Ms. Lessing wrote candidly about the inner lives of women and rejected the notion that they should abandon their own lives to marriage and children. “The Golden Notebook,” published in 1962, tracked the story of Anna Wulf, a woman who wanted to live freely and was in some ways Ms. Lessing’s alter-ego.
Because she frankly described anger and aggression in women, she was attacked as “unfeminine.” In response, Ms. Lessing wrote: “Apparently what many women were thinking, feeling, experiencing came as a great surprise.”
Although she has been held up as an early feminist icon, Ms. Lessing later disavowed that she herself was a feminist, earning the ire of some British critics and academics.
Clare Hanson, professor of 20th century literature at the University of Southampton in Britain and a keynote speaker at the second international Doris Lessing Conference this past July, said: “She’s been ahead of her time, prescient and thoughtful, immensely wide-ranging.”
Ms. Lessing was born Doris May Tayler in 1919 in what was then known as Persia (now Iran). Her father was a bank clerk and her mother was trained as a nurse. Lured by the promise of farming riches, the family moved to Rhodesia where Ms. Lessing had what she has described as a painful childhood.
She left home when she was 15 and in 1937, she moved to Salisbury (now Harare) in Southern Rhodesia, where she took jobs as a telephone operator and nursemaid. At 19, she married and had two children. A few years later, feeling imprisoned, she abandoned her family. She later married Gottfried Lessing, a central member of the Left Book Club, a left wing organization, and they had a son together.
Ms. Lessing, who joined the Communist Party in Africa, dropped out of the party in 1954 and repudiated Marxist theory during the Hungarian crisis of 1956, a view for which she was criticized by some British academics.
When she divorced Mr. Lessing, she and her young son moved to London, where she began her literary career. She debuted with the novel “The Grass is Singing” in 1949, chronicling the relationship between a white farmer’s wife and her black servant. In her earliest work, Ms. Lessing drew upon her childhood experiences in colonial Rhodesia to write about the collision of white and African cultures and racial injustice.
Because of her outspoken views, the governments of both Southern Rhodesia and South Africa declared her a “prohibited alien” in 1956.
When “The Golden Notebook” was first published in the United States, Ms. Lessing was still unknown. Robert Gottlieb, then her editor at Simon & Schuster and later at Alfred A. Knopf, said it sold only 6,000 copies. “But they were the right 6,000 copies,” Mr. Gottlieb said by telephone from his home in New York. “The people who read it were galvanized by it and it made her a famous writer in America.”

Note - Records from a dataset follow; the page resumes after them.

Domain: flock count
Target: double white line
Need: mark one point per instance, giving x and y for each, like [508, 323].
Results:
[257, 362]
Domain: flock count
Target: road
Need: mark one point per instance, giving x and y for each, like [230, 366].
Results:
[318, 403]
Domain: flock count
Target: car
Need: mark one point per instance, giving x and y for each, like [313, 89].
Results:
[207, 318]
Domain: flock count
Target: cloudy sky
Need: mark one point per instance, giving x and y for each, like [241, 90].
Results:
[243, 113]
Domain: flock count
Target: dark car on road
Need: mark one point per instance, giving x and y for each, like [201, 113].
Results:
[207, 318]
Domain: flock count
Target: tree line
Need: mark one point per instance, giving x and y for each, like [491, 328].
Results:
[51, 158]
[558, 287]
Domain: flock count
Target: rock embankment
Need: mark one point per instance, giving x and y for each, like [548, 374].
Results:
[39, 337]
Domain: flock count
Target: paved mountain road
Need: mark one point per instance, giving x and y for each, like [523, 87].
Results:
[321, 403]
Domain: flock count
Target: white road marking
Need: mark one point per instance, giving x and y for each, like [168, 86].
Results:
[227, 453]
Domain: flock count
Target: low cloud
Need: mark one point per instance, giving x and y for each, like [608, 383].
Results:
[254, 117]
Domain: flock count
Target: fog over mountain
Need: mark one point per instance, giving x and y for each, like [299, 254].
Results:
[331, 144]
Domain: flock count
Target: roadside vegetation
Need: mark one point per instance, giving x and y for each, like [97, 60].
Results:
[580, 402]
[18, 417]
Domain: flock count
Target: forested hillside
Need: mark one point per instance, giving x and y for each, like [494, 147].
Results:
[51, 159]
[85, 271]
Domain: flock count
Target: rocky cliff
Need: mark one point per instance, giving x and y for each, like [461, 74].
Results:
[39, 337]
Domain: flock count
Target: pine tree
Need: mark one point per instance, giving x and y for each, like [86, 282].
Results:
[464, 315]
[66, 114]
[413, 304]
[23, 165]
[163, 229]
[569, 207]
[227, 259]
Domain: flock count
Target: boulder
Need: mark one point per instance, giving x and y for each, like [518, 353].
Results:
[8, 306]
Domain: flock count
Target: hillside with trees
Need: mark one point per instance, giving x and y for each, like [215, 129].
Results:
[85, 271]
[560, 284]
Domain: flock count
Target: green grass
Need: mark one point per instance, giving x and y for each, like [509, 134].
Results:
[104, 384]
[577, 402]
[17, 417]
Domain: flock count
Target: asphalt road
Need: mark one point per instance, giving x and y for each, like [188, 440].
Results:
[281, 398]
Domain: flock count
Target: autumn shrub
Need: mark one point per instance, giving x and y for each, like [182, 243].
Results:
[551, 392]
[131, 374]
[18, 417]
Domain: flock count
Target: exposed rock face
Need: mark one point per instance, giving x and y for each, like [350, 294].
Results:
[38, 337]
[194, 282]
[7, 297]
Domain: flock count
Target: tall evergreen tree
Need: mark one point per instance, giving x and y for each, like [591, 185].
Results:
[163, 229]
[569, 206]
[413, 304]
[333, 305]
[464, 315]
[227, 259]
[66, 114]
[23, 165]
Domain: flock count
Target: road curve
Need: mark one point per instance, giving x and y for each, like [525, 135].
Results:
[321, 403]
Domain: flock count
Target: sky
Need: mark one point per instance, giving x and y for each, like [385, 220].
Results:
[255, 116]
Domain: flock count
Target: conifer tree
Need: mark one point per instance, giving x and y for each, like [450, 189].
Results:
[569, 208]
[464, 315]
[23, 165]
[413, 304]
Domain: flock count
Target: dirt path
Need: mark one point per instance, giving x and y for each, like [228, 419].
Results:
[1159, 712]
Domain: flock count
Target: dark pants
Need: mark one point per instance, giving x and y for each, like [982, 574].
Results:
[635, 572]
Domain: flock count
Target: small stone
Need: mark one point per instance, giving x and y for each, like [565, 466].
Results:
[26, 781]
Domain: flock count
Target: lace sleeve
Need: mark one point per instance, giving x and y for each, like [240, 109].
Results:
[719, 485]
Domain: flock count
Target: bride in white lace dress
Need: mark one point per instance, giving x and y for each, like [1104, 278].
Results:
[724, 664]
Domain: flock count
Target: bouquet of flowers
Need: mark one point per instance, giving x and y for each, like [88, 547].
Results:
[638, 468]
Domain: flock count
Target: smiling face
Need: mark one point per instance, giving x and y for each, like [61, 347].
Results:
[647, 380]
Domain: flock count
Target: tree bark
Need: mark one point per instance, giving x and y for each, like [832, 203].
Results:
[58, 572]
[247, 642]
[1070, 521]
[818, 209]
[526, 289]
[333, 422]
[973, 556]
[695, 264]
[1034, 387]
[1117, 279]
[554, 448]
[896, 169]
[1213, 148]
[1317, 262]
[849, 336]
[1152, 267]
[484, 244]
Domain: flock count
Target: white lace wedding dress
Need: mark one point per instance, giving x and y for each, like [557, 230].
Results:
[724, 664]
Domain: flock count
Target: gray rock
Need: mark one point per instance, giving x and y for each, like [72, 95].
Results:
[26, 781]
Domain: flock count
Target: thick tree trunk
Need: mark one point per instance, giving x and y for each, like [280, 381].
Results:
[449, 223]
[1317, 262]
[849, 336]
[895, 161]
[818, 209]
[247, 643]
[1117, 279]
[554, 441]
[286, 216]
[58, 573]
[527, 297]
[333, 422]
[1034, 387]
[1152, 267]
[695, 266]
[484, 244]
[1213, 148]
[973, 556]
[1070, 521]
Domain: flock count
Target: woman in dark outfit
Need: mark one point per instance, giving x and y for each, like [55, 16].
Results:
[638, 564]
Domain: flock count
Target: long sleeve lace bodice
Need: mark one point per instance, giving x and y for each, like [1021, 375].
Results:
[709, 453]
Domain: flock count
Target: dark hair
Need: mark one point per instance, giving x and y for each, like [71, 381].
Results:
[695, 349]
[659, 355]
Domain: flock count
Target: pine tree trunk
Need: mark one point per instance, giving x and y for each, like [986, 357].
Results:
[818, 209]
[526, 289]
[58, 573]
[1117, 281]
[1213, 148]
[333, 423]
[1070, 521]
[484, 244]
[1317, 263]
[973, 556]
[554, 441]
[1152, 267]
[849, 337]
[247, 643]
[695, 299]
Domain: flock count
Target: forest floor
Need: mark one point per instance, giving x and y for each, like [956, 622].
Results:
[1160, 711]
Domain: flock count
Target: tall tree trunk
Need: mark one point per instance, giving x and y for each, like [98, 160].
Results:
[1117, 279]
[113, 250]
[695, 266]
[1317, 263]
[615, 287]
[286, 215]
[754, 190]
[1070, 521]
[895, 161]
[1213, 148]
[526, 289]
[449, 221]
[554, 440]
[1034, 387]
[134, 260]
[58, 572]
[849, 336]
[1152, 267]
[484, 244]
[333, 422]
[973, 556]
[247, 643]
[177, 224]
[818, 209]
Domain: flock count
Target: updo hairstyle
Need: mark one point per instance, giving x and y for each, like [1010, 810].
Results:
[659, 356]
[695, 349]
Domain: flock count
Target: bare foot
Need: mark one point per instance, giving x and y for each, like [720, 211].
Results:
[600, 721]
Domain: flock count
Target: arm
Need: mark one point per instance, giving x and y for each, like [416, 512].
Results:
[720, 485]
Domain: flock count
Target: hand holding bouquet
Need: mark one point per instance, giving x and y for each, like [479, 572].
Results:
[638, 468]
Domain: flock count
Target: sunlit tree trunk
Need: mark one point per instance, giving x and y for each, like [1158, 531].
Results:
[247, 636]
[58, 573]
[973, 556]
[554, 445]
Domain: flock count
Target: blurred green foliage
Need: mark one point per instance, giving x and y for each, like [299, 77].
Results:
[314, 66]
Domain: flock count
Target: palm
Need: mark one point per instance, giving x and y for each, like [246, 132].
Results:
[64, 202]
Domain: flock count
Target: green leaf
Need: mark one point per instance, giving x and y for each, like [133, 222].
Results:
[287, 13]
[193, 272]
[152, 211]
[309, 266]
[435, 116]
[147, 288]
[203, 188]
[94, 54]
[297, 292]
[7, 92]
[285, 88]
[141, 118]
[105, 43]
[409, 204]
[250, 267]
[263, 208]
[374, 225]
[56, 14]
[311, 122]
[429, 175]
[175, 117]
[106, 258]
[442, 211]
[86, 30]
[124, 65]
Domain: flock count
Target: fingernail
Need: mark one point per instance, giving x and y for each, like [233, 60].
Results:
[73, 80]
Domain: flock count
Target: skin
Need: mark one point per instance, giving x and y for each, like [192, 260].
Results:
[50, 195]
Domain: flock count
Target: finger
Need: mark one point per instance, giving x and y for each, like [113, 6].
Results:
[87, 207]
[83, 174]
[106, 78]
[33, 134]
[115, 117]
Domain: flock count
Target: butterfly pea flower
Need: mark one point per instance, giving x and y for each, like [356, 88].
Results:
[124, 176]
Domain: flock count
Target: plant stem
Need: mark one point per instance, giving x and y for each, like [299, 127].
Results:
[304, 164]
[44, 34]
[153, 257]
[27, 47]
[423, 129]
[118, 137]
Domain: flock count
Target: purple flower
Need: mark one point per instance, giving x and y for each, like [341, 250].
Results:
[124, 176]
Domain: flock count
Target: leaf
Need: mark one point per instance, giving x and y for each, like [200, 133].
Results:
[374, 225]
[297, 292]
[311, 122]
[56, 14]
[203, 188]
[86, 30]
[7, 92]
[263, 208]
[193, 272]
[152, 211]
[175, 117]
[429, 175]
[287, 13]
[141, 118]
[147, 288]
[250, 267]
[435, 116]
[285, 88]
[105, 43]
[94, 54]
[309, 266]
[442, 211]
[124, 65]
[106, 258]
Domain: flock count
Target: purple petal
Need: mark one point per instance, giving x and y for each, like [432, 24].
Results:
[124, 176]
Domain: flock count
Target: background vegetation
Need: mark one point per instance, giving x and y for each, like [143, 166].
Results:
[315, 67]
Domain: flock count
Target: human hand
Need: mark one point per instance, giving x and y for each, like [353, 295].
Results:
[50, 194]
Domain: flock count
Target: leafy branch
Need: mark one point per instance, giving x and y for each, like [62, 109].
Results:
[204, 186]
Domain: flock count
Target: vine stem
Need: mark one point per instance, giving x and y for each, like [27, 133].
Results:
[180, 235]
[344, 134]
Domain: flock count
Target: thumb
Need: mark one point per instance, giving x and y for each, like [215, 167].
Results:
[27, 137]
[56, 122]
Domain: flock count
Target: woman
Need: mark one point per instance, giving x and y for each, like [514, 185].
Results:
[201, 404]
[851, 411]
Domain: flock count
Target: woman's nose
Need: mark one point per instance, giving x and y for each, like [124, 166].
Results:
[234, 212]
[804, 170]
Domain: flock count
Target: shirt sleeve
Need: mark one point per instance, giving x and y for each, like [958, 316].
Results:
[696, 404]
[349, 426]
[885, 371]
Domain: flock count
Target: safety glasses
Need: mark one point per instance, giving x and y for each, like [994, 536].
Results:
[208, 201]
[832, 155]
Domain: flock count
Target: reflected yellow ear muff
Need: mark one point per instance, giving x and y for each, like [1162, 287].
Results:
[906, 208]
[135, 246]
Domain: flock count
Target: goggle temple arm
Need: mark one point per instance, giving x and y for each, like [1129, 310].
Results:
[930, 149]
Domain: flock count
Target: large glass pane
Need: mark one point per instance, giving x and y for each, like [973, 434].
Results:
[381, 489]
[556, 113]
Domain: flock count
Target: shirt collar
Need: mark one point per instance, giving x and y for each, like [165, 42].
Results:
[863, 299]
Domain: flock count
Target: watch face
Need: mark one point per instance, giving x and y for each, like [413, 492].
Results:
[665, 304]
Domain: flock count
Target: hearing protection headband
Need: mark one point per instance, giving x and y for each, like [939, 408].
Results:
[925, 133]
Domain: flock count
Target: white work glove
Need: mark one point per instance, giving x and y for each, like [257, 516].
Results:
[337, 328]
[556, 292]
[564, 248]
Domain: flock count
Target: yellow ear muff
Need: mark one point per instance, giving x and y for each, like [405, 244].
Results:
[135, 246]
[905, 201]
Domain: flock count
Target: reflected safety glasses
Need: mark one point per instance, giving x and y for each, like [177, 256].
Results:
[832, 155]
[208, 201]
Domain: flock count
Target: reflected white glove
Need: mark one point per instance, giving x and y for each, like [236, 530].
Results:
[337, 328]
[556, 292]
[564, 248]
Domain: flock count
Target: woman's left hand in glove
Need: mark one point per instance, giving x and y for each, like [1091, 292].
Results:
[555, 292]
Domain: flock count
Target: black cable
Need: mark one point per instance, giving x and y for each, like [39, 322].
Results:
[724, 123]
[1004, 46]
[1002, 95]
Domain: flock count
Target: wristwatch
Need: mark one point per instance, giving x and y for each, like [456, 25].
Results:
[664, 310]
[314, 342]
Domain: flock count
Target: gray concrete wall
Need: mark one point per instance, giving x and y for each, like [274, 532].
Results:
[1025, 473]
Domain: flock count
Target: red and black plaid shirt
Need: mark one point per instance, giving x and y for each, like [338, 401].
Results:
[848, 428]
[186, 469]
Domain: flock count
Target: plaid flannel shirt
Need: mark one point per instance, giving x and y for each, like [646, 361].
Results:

Speaking from Frankfurt during the annual international book fair, Jane Friedman, president and chief executive of HarperCollins, which has published Ms. Lessing in the U.S. and Britain for the last 20 years, said that “for women and for literature, Doris Lessing is a mother to us all.”
Ms. Lessing’s other novels include “The Good Terrorist” and “Martha Quest.” Her latest novel is “The Cleft,” published by HarperCollins in July. She has dabbled in science fiction and some of her later works bear the imprint of her interest in Sufi mysticism, which she has interpreted as stressing a link between individual fates and the fate of society.
In a review of “Under My Skin,” the first volume of Ms. Lessing’s autobiography, Janet Burroway, writing in the New York Times Book Review, said: “Mrs. Lessing is a writer for whom the idea that ‘the personal is the political’ is neither sterile nor strident; for her, it is an integrated vision.”
On her doorstep, Ms. Lessing said she was still writing—“but with difficulty because I have so little time,” referring to the regular visits she is making to the hospital to visit her son.